To follow on from my post about London draught beers in the 1930s, here's Whitbread's price list from 1934.
As it includes the prices for various cask sizes, it must be a trade list, That is, for publicans. Though it does include the public bar price per pint. In the posher rooms, such as the saloon or lounge, 1d more per pint would have been charged.
To put the cask into context, in 1914, a 36-gallon barrel of X Ale cost 36/- That was for a beer of 1050º. While 1934 X Ale was 1036º. That's about 2.5 times more expensive and 28% weaker. Quite a change. The reason? Extra tax piled on as a result of WW I.
What else can I spin out of this scrap of source material? The final line. Where XXX is crossed out, replaced by 33. A more expensive beer.

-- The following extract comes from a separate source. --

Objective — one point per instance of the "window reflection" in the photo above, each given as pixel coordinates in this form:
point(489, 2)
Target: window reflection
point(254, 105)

Why is the new beer call '33? Because that's when the disastrous tax increase of 1931 was reversed. To celebrate. Whitbread bumped up the gravity of their Burton Ale from 1045º to 1061º*. While also bumping up the price by 1d per pint. I think I would have been able to live with that. But I'm a pisshwead, as Mikey keeps reminding me.
Interesting that Porter and Stout come first on the list. That must be a hangover of Whitbread's time as an early Porter brewer. And one of the largest.
Oh, the Light Ale. That was dark. A piss-weak Dark Mild. Slightly confusing, the name.
* Whitbread brewing records held at the London Metropolitan Archives, document numbers LMA/4453/D/01/099 and LMA/4453/D/01/100.